Leads were down 40% on November and sales were down 43%. The flip side of that is that at £6,142, average order value was up 15%.
And while a month-on-month drop of 40% in leads and 43% in sales sounds – and is – significant, the fall is consistent with a ‘normal’ seasonal adjustment.
For example, in December 2021 sales were down by 40%, going forward to record a 47% bounce in January 2022.
Tougher times may, however, be ahead.
Leads were down 4% year-on-year, and 29% on December 2020. Sales last December were down 17% on the same time in 2021 and 32% on December 2020.
The market has been creeping back towards ‘normal levels of demand’, for the last 12-months or more.
We should still expect to see figures climb back in January this year after the Christmas-lull.
The squeeze on household incomes and inflationary pressure, however, means that it is likely that this will be at a more modest level than in either 2021 or 2020.

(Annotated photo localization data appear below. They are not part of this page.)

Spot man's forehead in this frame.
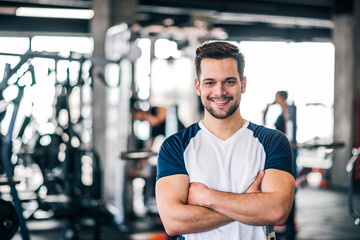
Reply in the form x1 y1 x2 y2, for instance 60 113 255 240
199 58 239 78
201 57 236 63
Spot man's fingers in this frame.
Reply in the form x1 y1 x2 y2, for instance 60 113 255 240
253 170 264 187
188 182 209 206
246 170 264 193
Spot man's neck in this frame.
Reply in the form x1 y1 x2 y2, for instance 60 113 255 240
202 111 245 140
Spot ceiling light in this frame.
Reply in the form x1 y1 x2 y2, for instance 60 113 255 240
16 7 94 20
0 7 16 15
214 13 333 28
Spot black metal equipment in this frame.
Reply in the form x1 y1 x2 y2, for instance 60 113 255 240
0 62 30 240
346 147 360 226
0 198 19 240
0 179 20 240
0 49 111 239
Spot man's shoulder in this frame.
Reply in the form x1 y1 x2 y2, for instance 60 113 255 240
157 123 200 180
247 123 294 176
247 122 290 148
166 122 201 142
247 121 283 137
161 122 201 150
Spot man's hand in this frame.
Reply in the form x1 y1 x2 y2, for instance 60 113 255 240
245 170 264 193
188 182 209 206
188 170 265 207
156 174 233 235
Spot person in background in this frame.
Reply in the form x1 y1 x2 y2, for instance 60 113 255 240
134 106 167 150
263 90 288 134
264 91 298 240
156 41 295 240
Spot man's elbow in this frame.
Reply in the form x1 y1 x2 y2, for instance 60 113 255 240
162 221 183 236
271 211 289 226
269 204 292 225
164 227 179 237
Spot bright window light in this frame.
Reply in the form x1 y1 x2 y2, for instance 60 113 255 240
16 7 94 19
239 41 334 143
134 120 150 141
0 36 94 138
31 36 93 54
0 37 30 54
154 39 181 59
136 38 151 100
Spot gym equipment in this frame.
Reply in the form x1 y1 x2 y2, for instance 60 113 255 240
0 65 30 239
0 49 113 239
0 179 20 240
346 147 360 226
120 150 158 227
0 198 19 240
293 141 345 150
120 150 157 161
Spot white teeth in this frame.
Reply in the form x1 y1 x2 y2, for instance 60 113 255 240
214 100 227 104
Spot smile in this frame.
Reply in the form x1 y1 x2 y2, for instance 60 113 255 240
209 97 233 106
213 100 229 104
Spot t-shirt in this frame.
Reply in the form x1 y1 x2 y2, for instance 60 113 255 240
157 121 294 240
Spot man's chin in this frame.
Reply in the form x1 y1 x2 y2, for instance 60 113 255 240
208 110 230 119
206 106 239 120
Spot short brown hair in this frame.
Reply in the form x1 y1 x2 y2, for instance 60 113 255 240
195 41 245 79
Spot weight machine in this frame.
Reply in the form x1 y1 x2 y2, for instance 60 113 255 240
0 49 116 239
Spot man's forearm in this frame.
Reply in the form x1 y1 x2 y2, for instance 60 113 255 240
204 190 291 226
156 175 233 236
158 202 233 236
188 170 295 226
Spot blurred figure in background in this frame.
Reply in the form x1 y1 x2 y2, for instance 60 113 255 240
131 105 185 216
134 106 167 150
263 90 288 134
264 91 297 240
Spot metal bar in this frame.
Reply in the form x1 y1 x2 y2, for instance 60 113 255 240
0 51 119 65
1 87 30 240
346 147 360 225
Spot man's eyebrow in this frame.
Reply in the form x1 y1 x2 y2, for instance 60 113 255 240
202 77 238 81
225 77 237 80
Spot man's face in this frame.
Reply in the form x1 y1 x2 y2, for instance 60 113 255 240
195 58 246 119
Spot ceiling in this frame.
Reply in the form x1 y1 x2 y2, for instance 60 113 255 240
0 0 354 41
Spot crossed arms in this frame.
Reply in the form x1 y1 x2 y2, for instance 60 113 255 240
156 169 295 236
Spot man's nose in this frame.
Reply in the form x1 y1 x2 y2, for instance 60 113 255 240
214 83 227 95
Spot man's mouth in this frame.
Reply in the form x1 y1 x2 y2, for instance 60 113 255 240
214 100 229 104
209 97 233 106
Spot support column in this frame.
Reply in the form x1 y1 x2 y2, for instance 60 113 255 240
355 1 360 95
353 1 360 180
332 14 354 188
91 0 110 197
91 0 138 226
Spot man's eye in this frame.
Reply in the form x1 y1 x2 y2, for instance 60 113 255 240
226 81 236 85
204 82 214 86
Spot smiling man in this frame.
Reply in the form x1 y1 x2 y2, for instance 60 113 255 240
155 41 295 240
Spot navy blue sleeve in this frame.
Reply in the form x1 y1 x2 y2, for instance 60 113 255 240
156 133 188 180
263 130 294 177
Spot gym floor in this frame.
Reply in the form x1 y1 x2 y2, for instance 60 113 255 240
12 186 360 240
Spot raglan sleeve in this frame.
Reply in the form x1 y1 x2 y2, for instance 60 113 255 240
156 134 188 180
264 130 295 178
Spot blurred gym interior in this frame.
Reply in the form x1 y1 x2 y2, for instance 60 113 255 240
0 0 360 239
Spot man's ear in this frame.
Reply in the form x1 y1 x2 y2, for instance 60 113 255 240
241 76 247 93
195 78 201 96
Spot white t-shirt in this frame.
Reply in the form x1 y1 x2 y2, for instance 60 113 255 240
157 121 293 240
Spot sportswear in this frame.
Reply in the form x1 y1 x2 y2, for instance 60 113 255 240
157 120 293 240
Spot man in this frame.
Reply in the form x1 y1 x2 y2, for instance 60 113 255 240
156 41 295 239
263 90 288 134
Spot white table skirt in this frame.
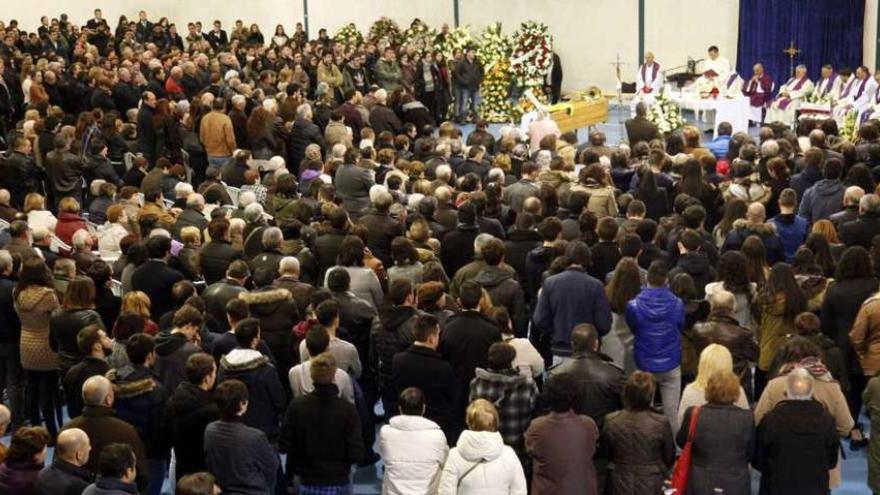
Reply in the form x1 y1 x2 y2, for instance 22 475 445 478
670 94 751 137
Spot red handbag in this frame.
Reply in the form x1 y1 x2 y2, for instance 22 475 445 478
669 406 701 494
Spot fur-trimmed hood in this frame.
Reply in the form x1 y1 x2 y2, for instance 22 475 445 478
238 287 291 305
732 218 777 236
220 348 271 371
108 365 158 400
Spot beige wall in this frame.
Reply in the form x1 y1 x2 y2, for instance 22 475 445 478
5 1 877 90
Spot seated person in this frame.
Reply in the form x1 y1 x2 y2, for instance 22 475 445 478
765 64 813 125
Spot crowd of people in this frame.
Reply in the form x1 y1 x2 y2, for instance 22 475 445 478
0 8 877 495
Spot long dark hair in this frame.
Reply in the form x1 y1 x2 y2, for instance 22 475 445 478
678 160 706 199
804 233 836 277
742 235 768 287
606 258 642 313
716 198 747 238
761 263 806 321
717 250 751 295
636 168 659 199
836 245 873 281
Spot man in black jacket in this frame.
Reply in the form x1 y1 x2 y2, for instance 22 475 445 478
5 136 40 208
249 227 285 279
328 270 380 373
755 369 839 495
0 250 23 429
440 201 481 277
371 278 422 416
172 193 209 241
63 325 113 419
164 353 219 481
34 428 94 495
45 132 85 207
136 91 158 166
840 193 880 249
202 260 250 333
547 324 623 427
475 238 528 337
199 217 246 285
110 333 168 495
439 281 502 438
625 102 660 145
358 189 404 267
131 236 184 321
216 318 286 441
280 353 363 491
155 306 203 392
392 314 458 442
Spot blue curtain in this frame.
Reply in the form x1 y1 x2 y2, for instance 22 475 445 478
736 0 864 84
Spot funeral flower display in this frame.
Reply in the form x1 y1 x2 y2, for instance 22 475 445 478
402 19 436 54
478 22 513 122
841 109 859 142
368 17 401 45
334 23 363 45
510 21 553 91
647 91 684 134
805 90 832 105
435 26 476 61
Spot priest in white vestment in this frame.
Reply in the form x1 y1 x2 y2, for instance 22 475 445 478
631 51 663 114
765 64 814 125
814 64 843 102
833 69 859 121
700 46 731 81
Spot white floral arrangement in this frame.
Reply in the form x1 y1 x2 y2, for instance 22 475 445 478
435 26 476 61
647 92 684 135
334 23 363 45
805 91 832 105
368 17 401 45
841 109 859 142
402 19 437 54
478 23 513 122
510 21 552 90
477 22 511 67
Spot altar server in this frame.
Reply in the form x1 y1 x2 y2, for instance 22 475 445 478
766 64 814 125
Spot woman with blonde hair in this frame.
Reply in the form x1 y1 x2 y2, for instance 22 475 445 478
811 219 846 260
438 399 527 494
118 291 159 335
24 193 57 233
677 344 750 429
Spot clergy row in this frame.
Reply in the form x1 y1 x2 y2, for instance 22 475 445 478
633 46 880 127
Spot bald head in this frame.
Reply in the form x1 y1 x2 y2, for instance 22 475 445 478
82 375 113 407
746 202 766 223
785 367 814 400
708 290 736 313
56 428 91 466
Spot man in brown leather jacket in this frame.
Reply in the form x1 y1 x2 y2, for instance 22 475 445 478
693 290 759 399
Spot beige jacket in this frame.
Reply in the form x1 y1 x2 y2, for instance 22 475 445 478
200 110 237 157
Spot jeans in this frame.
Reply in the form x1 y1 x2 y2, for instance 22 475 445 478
25 369 58 437
0 346 24 428
648 366 681 428
207 156 230 169
455 87 481 121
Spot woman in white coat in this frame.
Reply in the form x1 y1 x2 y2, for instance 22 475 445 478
438 399 527 495
379 388 449 495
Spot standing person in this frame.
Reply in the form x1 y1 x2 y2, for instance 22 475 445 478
164 353 219 481
863 373 880 494
62 325 112 419
130 236 184 322
0 250 24 430
34 428 93 495
378 387 449 495
154 306 203 392
280 353 364 494
137 92 158 166
439 281 501 441
625 261 685 427
452 48 483 124
374 48 403 93
756 263 806 398
437 399 526 495
526 373 598 495
676 371 754 494
755 369 839 495
14 258 61 438
204 379 279 495
600 372 675 495
199 98 237 169
0 426 50 494
81 444 140 495
533 241 612 364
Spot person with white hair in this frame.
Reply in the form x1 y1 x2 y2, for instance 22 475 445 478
173 193 208 241
369 88 402 134
274 256 315 316
765 65 815 125
249 227 285 278
754 367 840 495
288 102 324 176
359 186 405 267
829 185 865 230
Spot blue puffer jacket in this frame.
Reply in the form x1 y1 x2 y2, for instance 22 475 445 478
625 287 685 373
770 213 808 263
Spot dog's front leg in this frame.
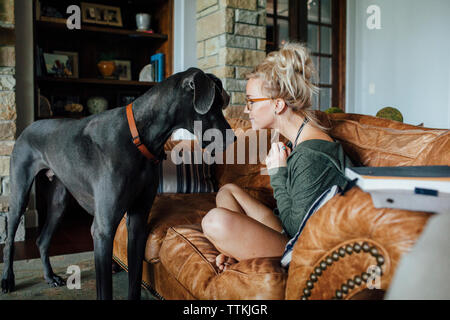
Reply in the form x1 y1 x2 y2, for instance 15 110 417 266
126 204 152 300
92 212 123 300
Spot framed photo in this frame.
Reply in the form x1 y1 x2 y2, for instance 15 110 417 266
117 91 140 107
36 0 66 24
81 2 123 27
113 60 132 81
53 51 79 78
43 53 74 78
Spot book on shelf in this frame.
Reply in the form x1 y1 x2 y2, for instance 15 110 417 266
150 53 164 82
35 46 45 77
345 166 450 214
150 61 157 83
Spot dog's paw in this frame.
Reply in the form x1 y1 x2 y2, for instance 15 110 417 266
46 274 66 287
1 274 15 293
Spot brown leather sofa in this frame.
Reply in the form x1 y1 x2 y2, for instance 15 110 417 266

The forecasts for the housing market and the wider UK economy are downbeat.
The UK is widely predicted to already be in recession and the Bank of England is expected to increase the base rate further this year in the face of stubbornly high inflation.
Against this backdrop house prices are expected to suffer their biggest decline since the financial crisis with a drop of around 4%.
Even the double-digit falls predicted by the most pessimistic commentators would not wipe out the pandemic-driven increase of around 20% in house prices, since 2019.
Homeowners who purchased their properties before COVID and Stamp Duty holidays will retain equity so will, in this respect, still have cash to spend; but higher mortgage interest payments – predicted to rise on average by £3,000 this year – will lessen affordability.
Inflation will also continue to limit household discretionary spend.
If you don’t already, this may make it a prudent time to add finance to your offer. Homeowners are facing a squeeze on income but higher average order values suggest that they recognise the contribution windows and doors can make in lowering their heating costs and bills.
The other silver lining in amongst an otherwise gloomy outlook for the UK economy as a whole is that unemployment remains at historically low-levels, and while it may rise it is forecast to do so more modestly than during past downturns.
The knowledge that their income stream is for most, protected, so should give homeowners increased confidence to borrow to fund investments.
The bigger challenge may be company cash flow and bad debt.
As always, those fabricators and installers that have continued to invest – and those who have close control on cash – will be better placed to ride out tougher times this year.